離婚の成立と彼の事故に、なにか関係があるのかもしれないとふと思った。

嘘を吐かれてるとか誤魔化された感触じゃない。知らなくていい事実があるというなら、詮索するつもりもない。わたしは自分からそういう線引きができる人間だ。・・・良くも悪くも。

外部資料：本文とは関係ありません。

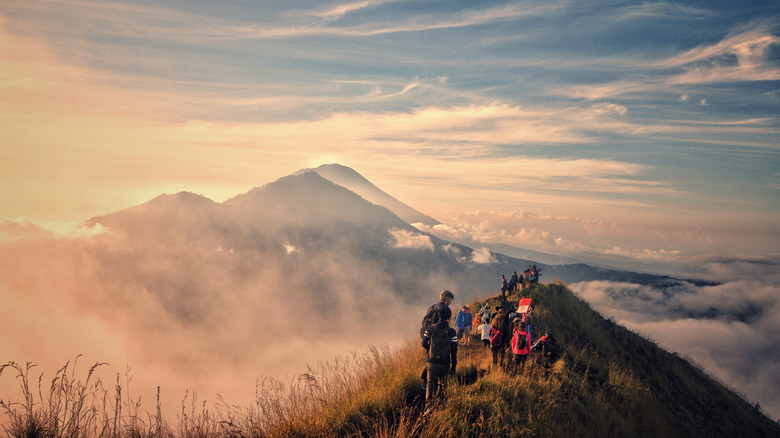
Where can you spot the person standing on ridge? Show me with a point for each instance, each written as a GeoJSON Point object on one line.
{"type": "Point", "coordinates": [463, 322]}
{"type": "Point", "coordinates": [441, 342]}
{"type": "Point", "coordinates": [521, 345]}
{"type": "Point", "coordinates": [432, 314]}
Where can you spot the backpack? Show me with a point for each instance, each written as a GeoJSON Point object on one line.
{"type": "Point", "coordinates": [430, 318]}
{"type": "Point", "coordinates": [521, 341]}
{"type": "Point", "coordinates": [496, 337]}
{"type": "Point", "coordinates": [439, 350]}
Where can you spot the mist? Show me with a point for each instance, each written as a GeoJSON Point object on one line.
{"type": "Point", "coordinates": [193, 317]}
{"type": "Point", "coordinates": [729, 328]}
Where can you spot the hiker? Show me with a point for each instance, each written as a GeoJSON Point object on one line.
{"type": "Point", "coordinates": [497, 337]}
{"type": "Point", "coordinates": [441, 342]}
{"type": "Point", "coordinates": [484, 313]}
{"type": "Point", "coordinates": [463, 323]}
{"type": "Point", "coordinates": [521, 344]}
{"type": "Point", "coordinates": [484, 330]}
{"type": "Point", "coordinates": [528, 319]}
{"type": "Point", "coordinates": [432, 314]}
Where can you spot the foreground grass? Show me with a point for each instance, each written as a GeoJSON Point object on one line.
{"type": "Point", "coordinates": [607, 382]}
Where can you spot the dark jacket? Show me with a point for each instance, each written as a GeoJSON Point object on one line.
{"type": "Point", "coordinates": [432, 314]}
{"type": "Point", "coordinates": [452, 334]}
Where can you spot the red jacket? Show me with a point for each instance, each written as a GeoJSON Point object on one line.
{"type": "Point", "coordinates": [527, 348]}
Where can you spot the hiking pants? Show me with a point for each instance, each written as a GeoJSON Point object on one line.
{"type": "Point", "coordinates": [437, 375]}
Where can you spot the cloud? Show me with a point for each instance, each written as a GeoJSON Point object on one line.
{"type": "Point", "coordinates": [410, 239]}
{"type": "Point", "coordinates": [729, 329]}
{"type": "Point", "coordinates": [482, 256]}
{"type": "Point", "coordinates": [186, 316]}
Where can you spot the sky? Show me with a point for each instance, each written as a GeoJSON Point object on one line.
{"type": "Point", "coordinates": [614, 131]}
{"type": "Point", "coordinates": [641, 135]}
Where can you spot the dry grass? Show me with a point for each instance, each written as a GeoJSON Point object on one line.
{"type": "Point", "coordinates": [606, 382]}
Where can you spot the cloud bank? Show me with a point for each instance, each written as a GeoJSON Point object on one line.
{"type": "Point", "coordinates": [729, 329]}
{"type": "Point", "coordinates": [188, 317]}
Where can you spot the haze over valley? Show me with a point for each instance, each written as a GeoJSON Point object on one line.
{"type": "Point", "coordinates": [197, 295]}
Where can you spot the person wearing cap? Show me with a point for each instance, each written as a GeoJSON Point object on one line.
{"type": "Point", "coordinates": [432, 314]}
{"type": "Point", "coordinates": [520, 349]}
{"type": "Point", "coordinates": [463, 322]}
{"type": "Point", "coordinates": [439, 369]}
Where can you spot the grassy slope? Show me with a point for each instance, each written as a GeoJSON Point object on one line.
{"type": "Point", "coordinates": [608, 382]}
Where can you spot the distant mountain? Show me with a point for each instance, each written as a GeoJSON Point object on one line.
{"type": "Point", "coordinates": [323, 223]}
{"type": "Point", "coordinates": [347, 177]}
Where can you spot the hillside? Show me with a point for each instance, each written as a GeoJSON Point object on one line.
{"type": "Point", "coordinates": [608, 382]}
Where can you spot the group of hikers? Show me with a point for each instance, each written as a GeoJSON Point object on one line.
{"type": "Point", "coordinates": [506, 332]}
{"type": "Point", "coordinates": [528, 278]}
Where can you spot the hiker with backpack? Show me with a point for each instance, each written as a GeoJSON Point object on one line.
{"type": "Point", "coordinates": [441, 342]}
{"type": "Point", "coordinates": [484, 330]}
{"type": "Point", "coordinates": [432, 314]}
{"type": "Point", "coordinates": [521, 345]}
{"type": "Point", "coordinates": [463, 323]}
{"type": "Point", "coordinates": [497, 337]}
{"type": "Point", "coordinates": [484, 313]}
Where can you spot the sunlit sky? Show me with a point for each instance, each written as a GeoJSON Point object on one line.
{"type": "Point", "coordinates": [630, 131]}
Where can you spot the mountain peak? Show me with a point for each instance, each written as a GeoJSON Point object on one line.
{"type": "Point", "coordinates": [352, 180]}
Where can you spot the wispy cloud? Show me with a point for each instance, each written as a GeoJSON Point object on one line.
{"type": "Point", "coordinates": [411, 240]}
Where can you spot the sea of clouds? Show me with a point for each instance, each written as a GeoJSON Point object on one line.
{"type": "Point", "coordinates": [730, 329]}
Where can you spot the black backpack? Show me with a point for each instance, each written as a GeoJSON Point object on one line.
{"type": "Point", "coordinates": [521, 341]}
{"type": "Point", "coordinates": [439, 350]}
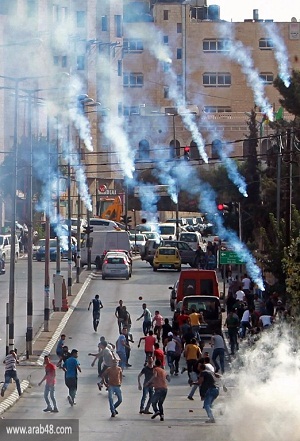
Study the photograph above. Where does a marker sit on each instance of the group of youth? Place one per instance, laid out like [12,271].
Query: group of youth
[112,359]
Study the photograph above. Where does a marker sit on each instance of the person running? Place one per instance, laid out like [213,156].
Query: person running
[97,306]
[147,371]
[60,345]
[208,390]
[71,367]
[147,316]
[49,377]
[149,340]
[121,315]
[159,381]
[10,372]
[121,345]
[218,344]
[112,379]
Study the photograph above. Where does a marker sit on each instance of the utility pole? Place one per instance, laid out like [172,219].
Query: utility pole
[288,211]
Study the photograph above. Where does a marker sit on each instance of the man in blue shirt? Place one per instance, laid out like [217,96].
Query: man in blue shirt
[71,366]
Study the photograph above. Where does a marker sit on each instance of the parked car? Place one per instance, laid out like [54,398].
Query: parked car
[126,253]
[150,248]
[115,265]
[167,258]
[187,254]
[192,238]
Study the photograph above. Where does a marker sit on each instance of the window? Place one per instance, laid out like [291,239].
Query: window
[120,68]
[144,149]
[80,62]
[80,17]
[166,92]
[64,61]
[133,45]
[131,110]
[133,79]
[31,8]
[64,14]
[118,26]
[217,79]
[179,80]
[265,44]
[216,45]
[217,109]
[267,77]
[104,23]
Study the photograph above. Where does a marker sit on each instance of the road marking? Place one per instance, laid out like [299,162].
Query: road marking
[59,329]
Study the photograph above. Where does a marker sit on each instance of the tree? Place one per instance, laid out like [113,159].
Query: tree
[291,94]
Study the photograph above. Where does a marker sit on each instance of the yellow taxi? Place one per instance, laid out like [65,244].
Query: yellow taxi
[167,258]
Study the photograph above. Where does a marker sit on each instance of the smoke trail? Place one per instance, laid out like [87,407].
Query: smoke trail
[230,166]
[188,180]
[153,40]
[280,52]
[242,55]
[77,115]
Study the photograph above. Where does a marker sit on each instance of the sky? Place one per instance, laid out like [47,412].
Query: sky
[238,10]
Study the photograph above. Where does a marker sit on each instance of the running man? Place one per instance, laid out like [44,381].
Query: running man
[97,306]
[49,377]
[11,362]
[71,367]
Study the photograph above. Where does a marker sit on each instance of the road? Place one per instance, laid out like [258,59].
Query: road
[184,420]
[21,299]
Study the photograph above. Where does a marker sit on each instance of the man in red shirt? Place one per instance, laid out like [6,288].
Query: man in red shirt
[149,344]
[159,355]
[49,377]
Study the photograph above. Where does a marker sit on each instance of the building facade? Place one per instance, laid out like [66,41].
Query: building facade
[147,63]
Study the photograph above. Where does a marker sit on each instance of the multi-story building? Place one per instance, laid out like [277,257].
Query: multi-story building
[146,62]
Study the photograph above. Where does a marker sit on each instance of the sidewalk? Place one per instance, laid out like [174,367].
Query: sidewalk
[43,343]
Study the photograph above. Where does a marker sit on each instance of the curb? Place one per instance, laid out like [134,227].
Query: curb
[25,384]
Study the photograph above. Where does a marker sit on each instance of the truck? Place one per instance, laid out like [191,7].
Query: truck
[110,208]
[195,282]
[102,241]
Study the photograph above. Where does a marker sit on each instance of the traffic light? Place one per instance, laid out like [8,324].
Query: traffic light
[186,153]
[88,230]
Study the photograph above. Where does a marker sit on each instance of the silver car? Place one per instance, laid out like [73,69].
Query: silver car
[115,266]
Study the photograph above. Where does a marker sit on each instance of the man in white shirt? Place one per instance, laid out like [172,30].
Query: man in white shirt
[245,322]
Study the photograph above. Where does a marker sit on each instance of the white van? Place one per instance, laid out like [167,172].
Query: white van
[192,238]
[103,224]
[101,241]
[5,247]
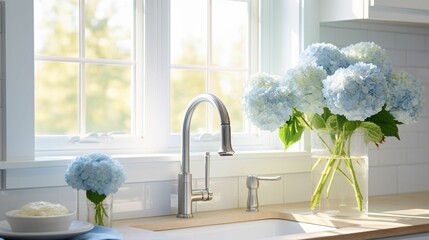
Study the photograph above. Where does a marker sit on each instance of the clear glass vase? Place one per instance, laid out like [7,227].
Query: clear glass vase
[100,214]
[339,174]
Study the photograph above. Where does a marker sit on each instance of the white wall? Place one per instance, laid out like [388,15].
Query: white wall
[396,167]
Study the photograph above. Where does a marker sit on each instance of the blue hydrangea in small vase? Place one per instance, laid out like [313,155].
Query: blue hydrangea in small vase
[338,94]
[100,176]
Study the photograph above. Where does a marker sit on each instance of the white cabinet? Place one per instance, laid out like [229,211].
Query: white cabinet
[409,11]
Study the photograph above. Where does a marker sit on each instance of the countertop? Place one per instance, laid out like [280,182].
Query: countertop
[388,216]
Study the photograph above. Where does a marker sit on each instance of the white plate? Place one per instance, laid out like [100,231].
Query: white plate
[76,228]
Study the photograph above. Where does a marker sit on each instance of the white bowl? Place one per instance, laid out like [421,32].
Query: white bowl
[39,223]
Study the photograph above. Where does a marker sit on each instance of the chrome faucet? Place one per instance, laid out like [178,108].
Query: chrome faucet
[186,195]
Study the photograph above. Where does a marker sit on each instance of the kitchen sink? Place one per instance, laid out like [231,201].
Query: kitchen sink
[258,229]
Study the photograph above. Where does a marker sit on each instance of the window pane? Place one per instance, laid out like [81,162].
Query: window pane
[56,98]
[108,29]
[185,85]
[228,86]
[230,24]
[108,98]
[56,24]
[189,32]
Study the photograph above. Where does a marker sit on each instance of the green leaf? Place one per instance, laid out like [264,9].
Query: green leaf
[386,122]
[332,124]
[373,132]
[292,131]
[341,120]
[317,122]
[350,126]
[95,197]
[326,114]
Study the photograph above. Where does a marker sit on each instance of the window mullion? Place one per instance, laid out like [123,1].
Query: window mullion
[209,73]
[81,82]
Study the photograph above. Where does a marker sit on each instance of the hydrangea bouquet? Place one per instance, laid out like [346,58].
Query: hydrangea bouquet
[97,174]
[340,91]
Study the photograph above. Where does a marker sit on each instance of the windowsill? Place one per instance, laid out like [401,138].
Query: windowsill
[53,161]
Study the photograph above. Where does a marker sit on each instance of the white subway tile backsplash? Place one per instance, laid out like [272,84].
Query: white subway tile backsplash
[418,58]
[392,156]
[397,57]
[328,35]
[413,178]
[385,39]
[346,36]
[410,42]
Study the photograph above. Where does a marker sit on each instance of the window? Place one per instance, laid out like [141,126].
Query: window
[209,53]
[87,70]
[84,66]
[149,70]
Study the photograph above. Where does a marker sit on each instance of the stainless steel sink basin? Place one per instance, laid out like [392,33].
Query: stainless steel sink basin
[258,229]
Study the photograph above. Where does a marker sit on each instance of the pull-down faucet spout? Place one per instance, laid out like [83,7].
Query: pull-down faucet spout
[185,193]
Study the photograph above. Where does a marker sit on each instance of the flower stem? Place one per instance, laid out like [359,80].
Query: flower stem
[340,153]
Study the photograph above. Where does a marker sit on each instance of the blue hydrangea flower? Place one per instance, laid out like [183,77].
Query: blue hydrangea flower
[405,99]
[305,85]
[266,103]
[95,172]
[368,52]
[357,92]
[325,55]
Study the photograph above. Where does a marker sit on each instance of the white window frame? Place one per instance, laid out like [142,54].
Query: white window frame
[18,110]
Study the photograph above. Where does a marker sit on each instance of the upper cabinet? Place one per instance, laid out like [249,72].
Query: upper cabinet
[407,11]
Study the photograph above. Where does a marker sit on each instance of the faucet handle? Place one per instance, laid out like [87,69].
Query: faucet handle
[252,183]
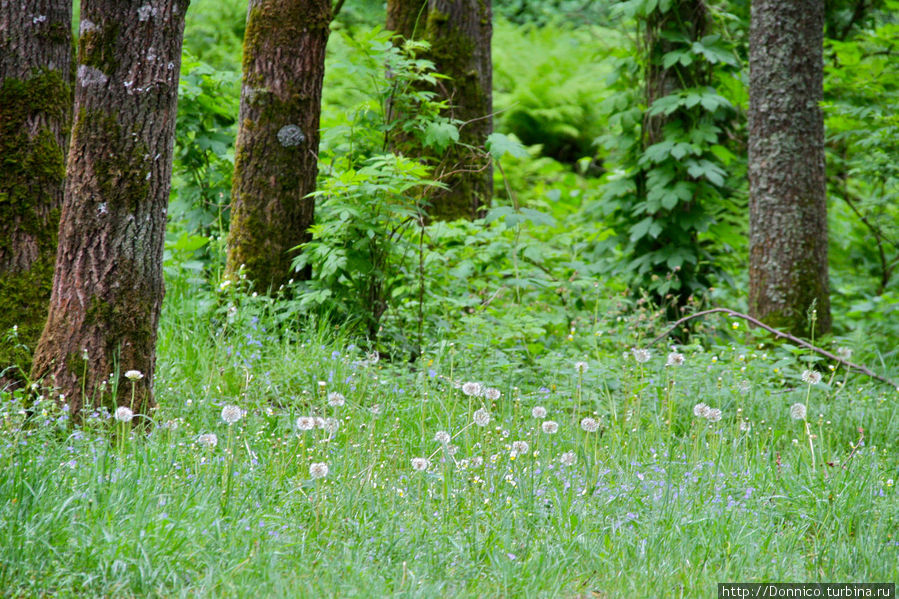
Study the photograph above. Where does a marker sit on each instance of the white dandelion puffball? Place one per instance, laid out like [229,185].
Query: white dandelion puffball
[481,417]
[812,377]
[231,414]
[550,427]
[471,389]
[642,356]
[124,414]
[590,425]
[209,440]
[675,359]
[520,447]
[318,470]
[305,423]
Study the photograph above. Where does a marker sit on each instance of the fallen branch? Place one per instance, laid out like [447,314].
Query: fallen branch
[858,367]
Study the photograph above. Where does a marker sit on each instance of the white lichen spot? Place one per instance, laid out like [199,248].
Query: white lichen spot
[291,136]
[91,76]
[145,12]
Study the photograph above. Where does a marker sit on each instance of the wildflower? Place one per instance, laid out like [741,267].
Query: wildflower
[482,417]
[590,425]
[318,470]
[209,440]
[675,359]
[305,423]
[124,414]
[471,389]
[231,414]
[812,377]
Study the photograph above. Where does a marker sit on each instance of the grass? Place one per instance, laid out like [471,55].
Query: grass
[649,507]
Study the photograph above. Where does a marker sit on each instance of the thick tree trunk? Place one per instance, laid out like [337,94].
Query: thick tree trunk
[35,115]
[108,286]
[460,33]
[276,161]
[787,205]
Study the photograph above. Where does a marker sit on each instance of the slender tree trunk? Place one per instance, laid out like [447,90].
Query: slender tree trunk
[108,286]
[460,33]
[787,205]
[35,115]
[276,161]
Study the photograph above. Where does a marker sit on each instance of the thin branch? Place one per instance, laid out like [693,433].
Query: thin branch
[777,333]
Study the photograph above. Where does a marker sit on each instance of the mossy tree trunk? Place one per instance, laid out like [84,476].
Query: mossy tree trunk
[108,285]
[35,115]
[276,161]
[787,204]
[460,33]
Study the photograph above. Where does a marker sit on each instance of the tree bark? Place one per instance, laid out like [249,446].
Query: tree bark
[787,204]
[460,33]
[35,116]
[276,157]
[108,285]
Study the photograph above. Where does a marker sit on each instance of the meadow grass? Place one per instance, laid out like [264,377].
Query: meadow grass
[657,502]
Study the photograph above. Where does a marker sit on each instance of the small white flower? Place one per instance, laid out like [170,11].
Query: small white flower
[305,423]
[482,417]
[318,470]
[642,356]
[812,377]
[675,359]
[124,414]
[471,389]
[231,414]
[590,425]
[209,440]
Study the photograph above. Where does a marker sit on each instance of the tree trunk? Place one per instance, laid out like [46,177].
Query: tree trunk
[35,115]
[276,157]
[460,33]
[787,205]
[108,285]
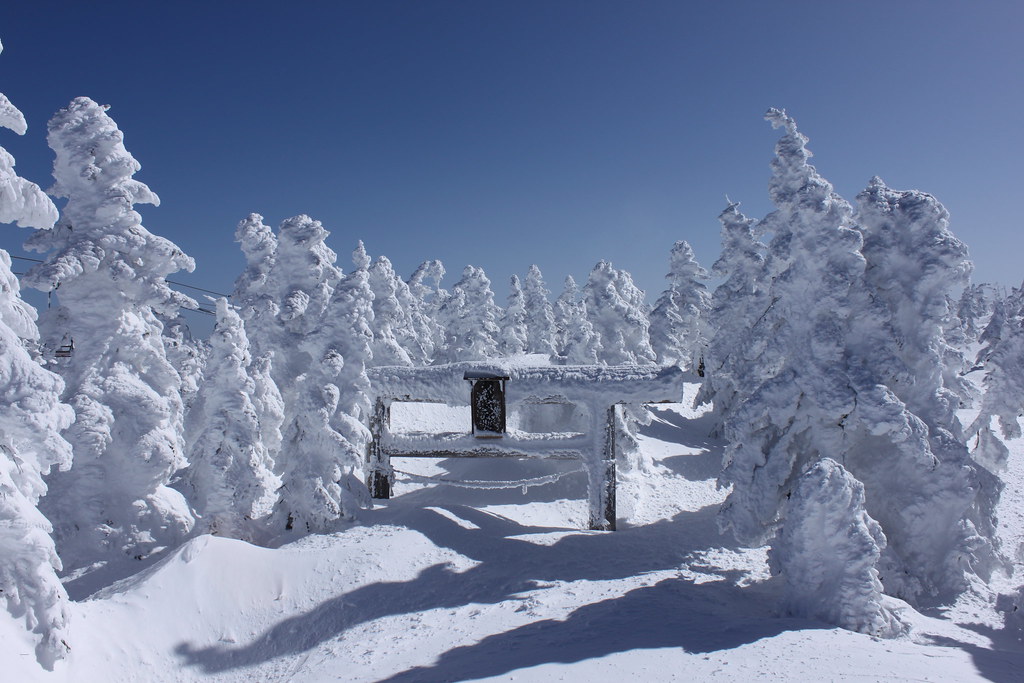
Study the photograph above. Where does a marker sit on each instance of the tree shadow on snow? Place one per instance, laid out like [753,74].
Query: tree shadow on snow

「分かったわ。・・・わたしにして欲しいことって、ある?」

言葉通り受け取ったふりで小さく笑む。するとナオさんが悪戯気味に笑い返す。

「会いに来てくれるだけで元気になれるよ。あ・・・そうだ、ドライシャンプーの買い置きが欲しいんだ、こんど来るとき頼める?んーあとは、沙喜の手料理が食べたいな」

心配をかけないようにわざと甘えたのか。どこまでも優しいあなた。

できるなら毎日でも通いたい。でもこの病院は自分のマンションからそれなりに遠い。・・・引っ越す?でも、いずれ退院したら一緒に暮らすための家と車も必要。

駐車場付きでバリアフリーに改築された中古戸建て。家探しは不動産屋の領分。郁子さんにも相談して物件を探してみよう。

ここから先は愛でしか、決して進めない。今わかるのは・・・それだけ。